Au niveau juridique, les audiences ont été suspendues. Le suivi par les juristes du CCEM continue et de nombreuses personnes sont en attente du déroulement de leur procédure ou de la réponse à leur demande administrative. En revanche, les besoins sociaux perdurent et de nouvelles problématiques juridiques apparaissent : la prolongation des droits et des titres de séjours en période de confinement, le changement des structures d’aide alimentaire, les droits au chômage partiel, le respect des mesures de sécurité sur le lieu de travail…
Pour répondre à ces nouveaux besoins, une permanence téléphonique juridique et sociale est maintenue 5 jours sur 7, de 9h à 18h.
“Mme K. est obligée d’aller travailler. Son employeur, un particulier, ne veut pas la mettre au chômage technique et ne veut pas non plus lui faire une attestation de circulation professionnelle. Elle a une heure de transport à faire pour aller travailler. Elle a peur et fait part d’épuisement général, de troubles du sommeil, et de palpitations. Mme K. a reçu l’appui de l’association pour faire entendre ses droits à son employeur.” Mona Chamass.
Communication d’urgence en temps de crise
Parmi les personnes accompagnées, beaucoup sont isolées.
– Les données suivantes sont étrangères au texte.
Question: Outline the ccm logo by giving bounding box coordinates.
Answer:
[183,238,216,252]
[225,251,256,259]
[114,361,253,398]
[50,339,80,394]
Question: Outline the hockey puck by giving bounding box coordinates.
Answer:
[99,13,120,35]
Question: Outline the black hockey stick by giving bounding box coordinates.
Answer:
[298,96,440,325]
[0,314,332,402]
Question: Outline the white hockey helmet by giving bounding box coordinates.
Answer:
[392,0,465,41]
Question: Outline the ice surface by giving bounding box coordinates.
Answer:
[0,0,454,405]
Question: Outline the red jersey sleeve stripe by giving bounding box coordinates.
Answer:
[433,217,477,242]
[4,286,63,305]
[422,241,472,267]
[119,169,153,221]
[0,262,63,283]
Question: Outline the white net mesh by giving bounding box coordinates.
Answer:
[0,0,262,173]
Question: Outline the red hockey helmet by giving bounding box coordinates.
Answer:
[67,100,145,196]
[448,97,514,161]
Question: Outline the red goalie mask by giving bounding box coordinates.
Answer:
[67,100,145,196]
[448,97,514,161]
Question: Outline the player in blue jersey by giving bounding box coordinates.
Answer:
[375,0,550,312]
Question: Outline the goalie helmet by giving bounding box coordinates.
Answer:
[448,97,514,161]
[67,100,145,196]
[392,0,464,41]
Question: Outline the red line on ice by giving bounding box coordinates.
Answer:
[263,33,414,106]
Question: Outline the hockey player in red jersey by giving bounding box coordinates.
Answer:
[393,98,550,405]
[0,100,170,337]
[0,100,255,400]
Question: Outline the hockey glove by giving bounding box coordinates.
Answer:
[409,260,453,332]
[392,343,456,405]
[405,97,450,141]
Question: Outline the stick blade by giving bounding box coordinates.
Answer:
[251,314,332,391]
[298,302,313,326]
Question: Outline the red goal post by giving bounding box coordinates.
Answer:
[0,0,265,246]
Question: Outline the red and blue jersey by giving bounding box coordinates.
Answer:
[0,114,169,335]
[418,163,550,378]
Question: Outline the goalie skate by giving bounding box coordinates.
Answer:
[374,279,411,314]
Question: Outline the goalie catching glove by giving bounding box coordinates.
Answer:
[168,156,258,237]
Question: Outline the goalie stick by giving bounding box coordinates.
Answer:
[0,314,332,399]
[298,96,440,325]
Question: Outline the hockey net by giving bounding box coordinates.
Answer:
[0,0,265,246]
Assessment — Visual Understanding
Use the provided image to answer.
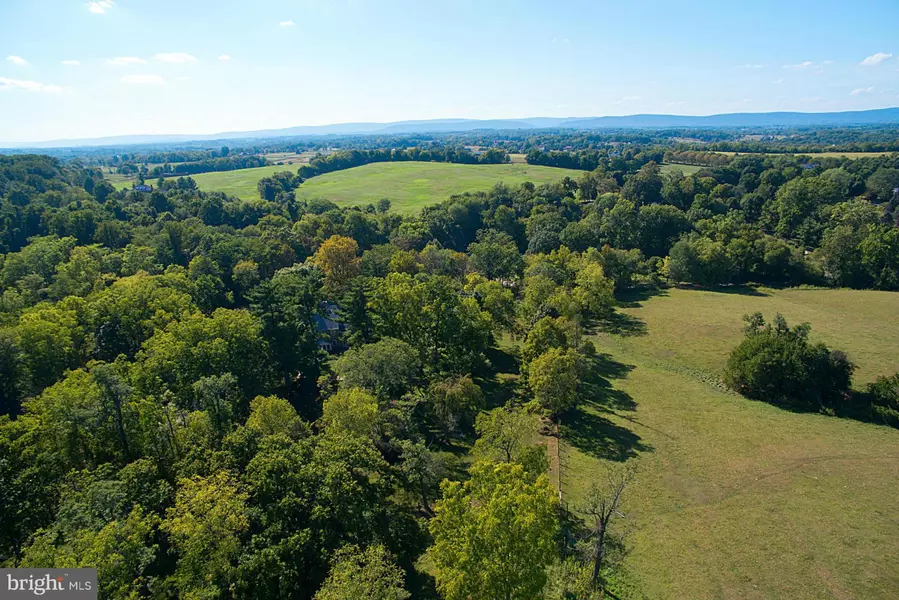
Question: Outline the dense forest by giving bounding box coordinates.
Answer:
[0,146,899,600]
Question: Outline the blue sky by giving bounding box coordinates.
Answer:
[0,0,899,142]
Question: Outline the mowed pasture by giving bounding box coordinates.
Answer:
[297,162,583,214]
[178,162,583,214]
[561,289,899,599]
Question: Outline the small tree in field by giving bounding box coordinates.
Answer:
[582,466,636,585]
[724,313,855,409]
[528,348,582,417]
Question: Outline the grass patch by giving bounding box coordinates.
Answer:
[148,162,582,214]
[297,162,583,214]
[561,289,899,599]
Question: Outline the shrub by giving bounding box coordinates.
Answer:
[725,313,855,410]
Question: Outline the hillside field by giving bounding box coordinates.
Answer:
[115,162,583,214]
[561,289,899,599]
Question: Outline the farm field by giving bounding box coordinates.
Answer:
[297,162,583,214]
[162,162,581,214]
[561,289,899,599]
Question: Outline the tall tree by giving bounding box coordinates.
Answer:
[428,462,558,600]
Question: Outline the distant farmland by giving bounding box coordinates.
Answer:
[297,162,584,214]
[132,162,583,214]
[715,151,894,158]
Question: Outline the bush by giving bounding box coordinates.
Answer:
[725,313,855,410]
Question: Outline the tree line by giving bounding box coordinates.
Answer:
[0,151,899,600]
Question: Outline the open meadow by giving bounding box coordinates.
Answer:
[561,289,899,599]
[297,162,583,214]
[149,162,582,214]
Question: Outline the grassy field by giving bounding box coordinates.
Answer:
[562,289,899,599]
[297,162,582,214]
[164,162,581,214]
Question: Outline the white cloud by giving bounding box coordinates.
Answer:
[106,56,147,67]
[85,0,115,15]
[153,52,197,63]
[859,52,893,67]
[122,75,165,85]
[0,77,62,94]
[784,60,833,71]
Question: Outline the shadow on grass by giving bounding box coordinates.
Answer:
[477,347,519,410]
[615,288,668,308]
[561,408,652,462]
[579,354,637,411]
[677,284,771,298]
[561,354,652,461]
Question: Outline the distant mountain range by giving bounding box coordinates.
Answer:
[0,108,899,149]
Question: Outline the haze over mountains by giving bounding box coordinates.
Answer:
[0,107,899,149]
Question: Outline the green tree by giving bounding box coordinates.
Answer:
[473,408,549,477]
[247,396,309,439]
[724,313,855,409]
[315,545,409,600]
[528,348,581,417]
[428,375,484,438]
[428,462,557,600]
[161,471,249,598]
[468,229,524,279]
[322,388,381,438]
[333,338,421,399]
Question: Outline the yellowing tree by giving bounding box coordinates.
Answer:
[428,462,557,600]
[312,235,359,290]
[322,388,380,437]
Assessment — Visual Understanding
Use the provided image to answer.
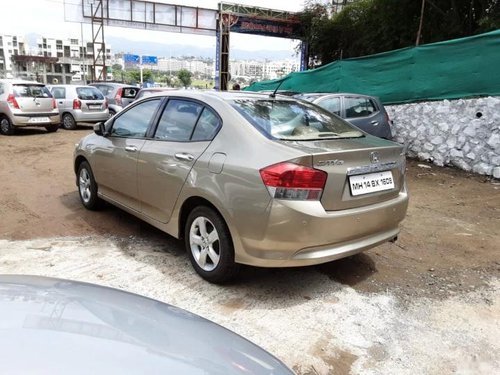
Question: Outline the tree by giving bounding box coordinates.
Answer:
[177,69,192,87]
[299,0,500,64]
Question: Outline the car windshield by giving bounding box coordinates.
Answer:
[13,84,52,98]
[230,98,363,141]
[76,87,104,100]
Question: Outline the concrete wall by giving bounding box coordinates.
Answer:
[386,97,500,178]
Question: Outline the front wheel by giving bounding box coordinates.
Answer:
[184,206,239,284]
[78,161,102,210]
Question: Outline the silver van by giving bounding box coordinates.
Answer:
[0,79,60,135]
[50,85,109,130]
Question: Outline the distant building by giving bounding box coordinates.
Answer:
[0,34,27,78]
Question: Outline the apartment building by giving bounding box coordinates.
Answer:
[0,34,27,78]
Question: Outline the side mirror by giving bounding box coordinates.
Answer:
[94,122,108,137]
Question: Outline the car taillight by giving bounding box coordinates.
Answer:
[260,163,328,200]
[115,87,123,106]
[385,112,392,125]
[7,94,19,109]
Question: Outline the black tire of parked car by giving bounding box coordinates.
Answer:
[0,115,16,135]
[184,206,240,284]
[77,161,103,211]
[45,124,59,133]
[61,113,76,130]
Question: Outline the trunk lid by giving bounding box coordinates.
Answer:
[286,136,405,211]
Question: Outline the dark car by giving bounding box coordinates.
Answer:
[90,82,139,116]
[295,93,392,139]
[0,275,293,375]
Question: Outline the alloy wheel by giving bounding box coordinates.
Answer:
[78,168,92,203]
[189,216,220,272]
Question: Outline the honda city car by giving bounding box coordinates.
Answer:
[74,91,408,283]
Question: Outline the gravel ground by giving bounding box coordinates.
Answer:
[0,128,500,374]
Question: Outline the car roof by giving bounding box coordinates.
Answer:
[0,79,45,86]
[137,90,296,101]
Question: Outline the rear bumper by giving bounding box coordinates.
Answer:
[235,192,408,267]
[10,112,60,127]
[72,111,109,123]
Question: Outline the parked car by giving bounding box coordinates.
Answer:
[134,87,177,101]
[50,85,109,130]
[90,82,139,116]
[0,79,59,135]
[296,93,392,139]
[74,91,408,283]
[0,275,293,375]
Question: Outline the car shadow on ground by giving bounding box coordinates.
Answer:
[61,192,377,310]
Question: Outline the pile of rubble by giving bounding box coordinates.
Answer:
[386,97,500,178]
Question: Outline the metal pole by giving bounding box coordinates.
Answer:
[415,0,425,46]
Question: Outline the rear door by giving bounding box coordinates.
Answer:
[12,83,52,113]
[91,98,161,212]
[138,99,221,223]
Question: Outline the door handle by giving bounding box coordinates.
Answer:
[174,152,194,161]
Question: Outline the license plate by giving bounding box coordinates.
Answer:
[349,171,394,195]
[29,117,50,123]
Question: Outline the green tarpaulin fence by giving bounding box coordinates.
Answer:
[245,30,500,104]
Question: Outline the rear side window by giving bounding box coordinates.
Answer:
[122,87,139,99]
[230,98,363,141]
[111,99,161,138]
[154,99,203,142]
[76,87,104,100]
[191,107,221,141]
[95,85,113,98]
[13,84,52,98]
[344,96,377,118]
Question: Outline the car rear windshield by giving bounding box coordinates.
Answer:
[13,84,52,98]
[230,98,363,141]
[76,87,104,100]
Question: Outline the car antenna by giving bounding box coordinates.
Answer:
[269,78,286,99]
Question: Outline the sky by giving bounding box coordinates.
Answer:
[0,0,310,56]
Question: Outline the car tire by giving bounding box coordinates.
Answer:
[184,206,239,284]
[61,113,76,130]
[45,124,59,133]
[77,161,102,211]
[0,116,16,135]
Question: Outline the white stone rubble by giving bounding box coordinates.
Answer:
[386,97,500,178]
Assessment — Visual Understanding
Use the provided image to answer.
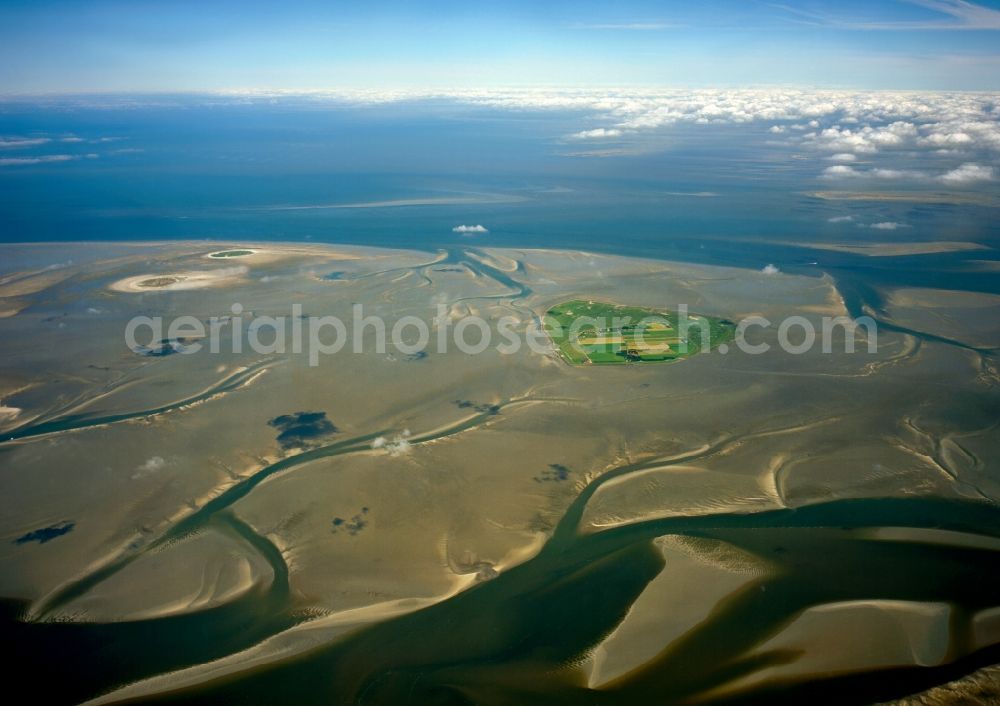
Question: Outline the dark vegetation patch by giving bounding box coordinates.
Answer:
[535,463,572,483]
[453,400,500,414]
[14,522,76,544]
[268,412,338,449]
[330,507,368,537]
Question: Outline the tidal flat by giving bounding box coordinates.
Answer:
[0,242,1000,704]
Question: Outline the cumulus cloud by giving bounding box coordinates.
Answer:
[570,127,622,140]
[858,221,910,230]
[820,164,864,179]
[451,225,490,235]
[0,137,52,150]
[938,162,993,184]
[0,154,79,167]
[820,162,994,185]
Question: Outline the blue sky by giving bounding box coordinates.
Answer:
[0,0,1000,93]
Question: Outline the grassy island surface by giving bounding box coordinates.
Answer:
[544,299,736,365]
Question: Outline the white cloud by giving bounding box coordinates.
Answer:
[778,0,1000,31]
[451,225,490,235]
[0,137,52,150]
[0,154,79,167]
[938,162,993,184]
[570,127,622,140]
[820,164,864,179]
[858,221,910,230]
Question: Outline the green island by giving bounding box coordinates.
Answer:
[543,299,736,365]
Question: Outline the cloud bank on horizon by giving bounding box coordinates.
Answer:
[0,0,1000,94]
[0,88,1000,183]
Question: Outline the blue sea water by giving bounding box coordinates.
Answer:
[0,96,1000,292]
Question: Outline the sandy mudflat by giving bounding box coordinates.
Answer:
[0,243,1000,703]
[111,267,249,292]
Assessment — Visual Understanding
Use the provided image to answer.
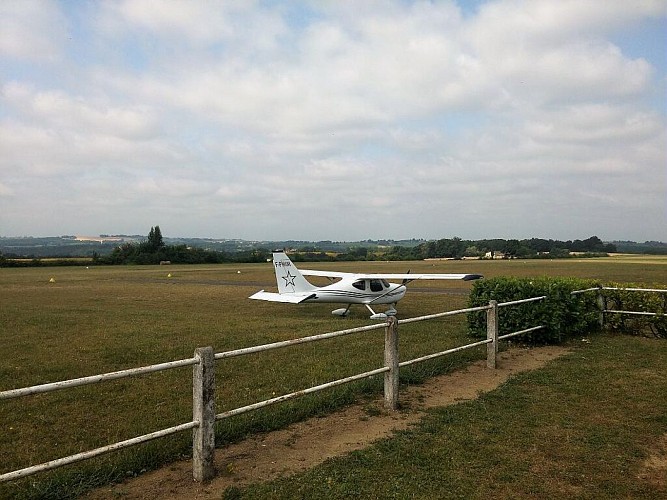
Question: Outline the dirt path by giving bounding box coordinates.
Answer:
[85,346,567,500]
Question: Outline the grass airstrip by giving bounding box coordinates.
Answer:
[0,256,667,498]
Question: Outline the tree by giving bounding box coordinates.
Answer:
[148,226,164,252]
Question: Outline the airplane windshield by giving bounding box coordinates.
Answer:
[352,280,366,290]
[371,280,383,292]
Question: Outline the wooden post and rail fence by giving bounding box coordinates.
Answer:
[0,287,667,482]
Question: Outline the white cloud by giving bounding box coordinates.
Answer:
[0,0,667,239]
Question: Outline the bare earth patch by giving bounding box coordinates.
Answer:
[639,434,667,488]
[85,346,568,500]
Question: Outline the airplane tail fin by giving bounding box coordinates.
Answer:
[273,252,316,294]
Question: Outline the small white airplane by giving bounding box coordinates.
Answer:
[250,252,482,321]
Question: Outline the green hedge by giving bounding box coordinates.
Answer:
[604,283,667,338]
[468,277,599,344]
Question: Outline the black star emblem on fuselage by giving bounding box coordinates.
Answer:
[283,271,296,287]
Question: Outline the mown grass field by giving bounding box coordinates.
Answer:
[0,257,667,498]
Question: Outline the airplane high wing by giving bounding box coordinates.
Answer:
[250,252,482,320]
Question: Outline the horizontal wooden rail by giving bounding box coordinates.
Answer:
[604,309,664,316]
[498,325,545,340]
[215,323,385,360]
[0,358,197,399]
[0,422,199,483]
[398,339,493,368]
[215,366,389,420]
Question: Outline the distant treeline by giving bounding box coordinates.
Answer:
[295,236,616,260]
[0,230,667,267]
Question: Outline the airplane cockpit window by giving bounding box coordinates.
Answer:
[371,280,383,292]
[352,280,366,290]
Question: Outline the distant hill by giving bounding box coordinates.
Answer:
[612,241,667,255]
[0,234,667,259]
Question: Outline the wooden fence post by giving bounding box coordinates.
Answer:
[486,300,499,370]
[384,316,398,410]
[192,347,215,482]
[597,286,607,330]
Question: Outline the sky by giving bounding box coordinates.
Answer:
[0,0,667,242]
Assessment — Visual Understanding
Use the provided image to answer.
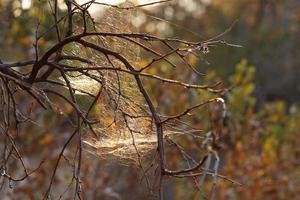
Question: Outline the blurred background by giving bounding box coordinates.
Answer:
[0,0,300,200]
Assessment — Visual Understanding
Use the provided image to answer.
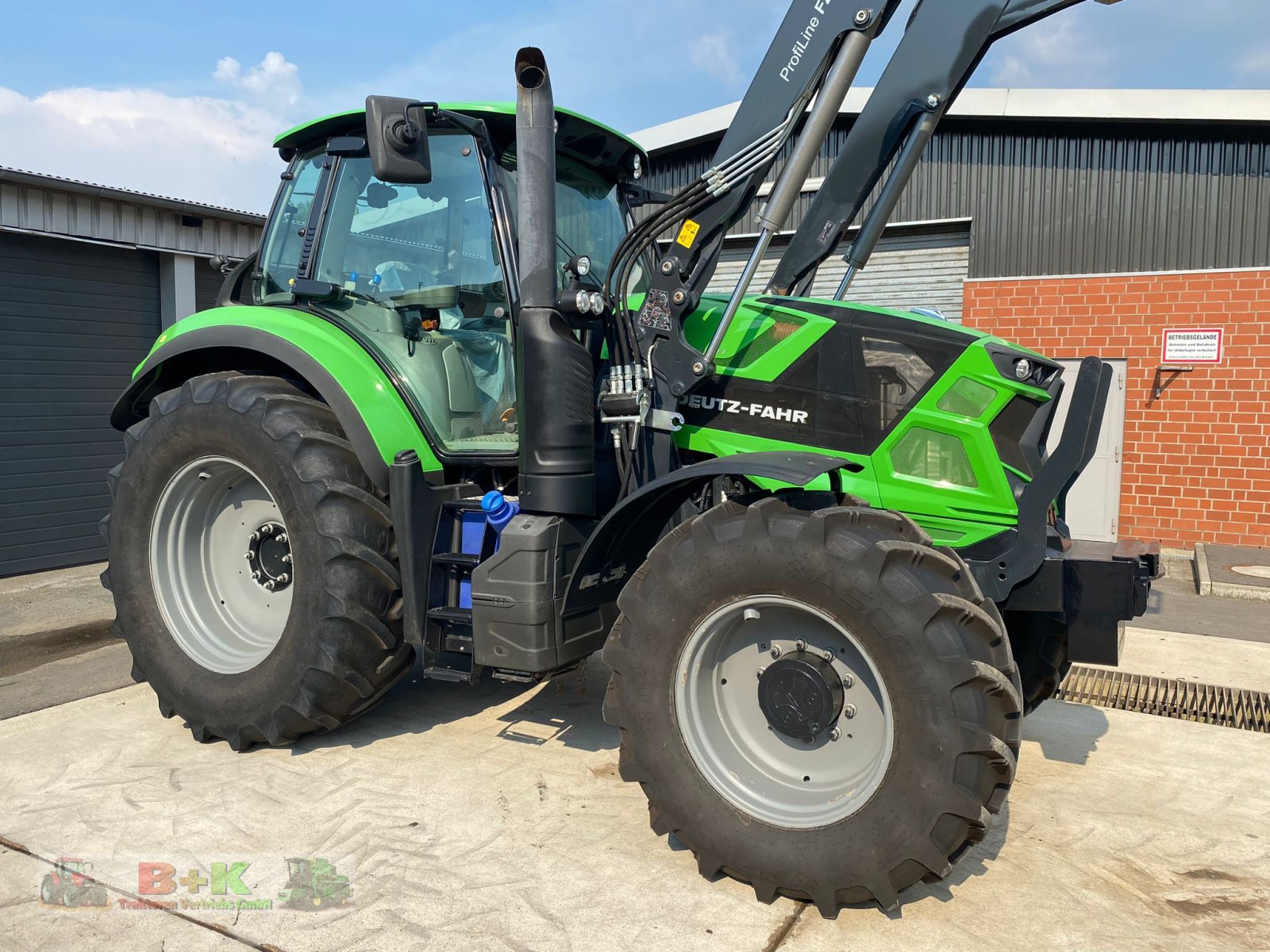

Essentiellement en raison de la méconnaissance de la langue, il était difficile de saisir leur niveau d’information sur le contexte actuel.
Le premier travail fut donc de les informer de la continuité du suivi par téléphone en raison de la fermeture des bureaux, des nouvelles mesures à respecter, des gestes de prévention et de les accompagner sur l’utilisation des attestations de sortie.
De l’information imagée et traduite accessible à tous
Pour communiquer efficacement sur les éléments essentiels à connaitre durant la crise (gestes barrières, utilisation des attestations de sortie…), l’association a utilisé le réseau WhatsApp.
Les contenus imagés et traduits en plusieurs langues ont permis de s’adresser à chacun selon son niveau de connaissance.
Ils ont vu le jour grâce à la fédération des acteurs sociaux et l’OMS pour les gestes barrières ou encore à d’autres associations pour l’utilisation des attestations simplifiées avec des images.
Répondre aux impératifs d’hébergement
Parmi le public accompagné, des personnes se retrouvent en situation de rue suite à leur sortie d’exploitation ou à l’impossibilité de respecter les mesures de confinement dans certains hébergements chez des tiers. Il a fallu les orienter vers d’autres lieux en capacité de les accueillir. Des personnes ont ainsi pu être hébergées dans des Cités Caritas – Réseau Caritas France en passant par le SIAO (Service Intégré d’Accueil et d’Orientation).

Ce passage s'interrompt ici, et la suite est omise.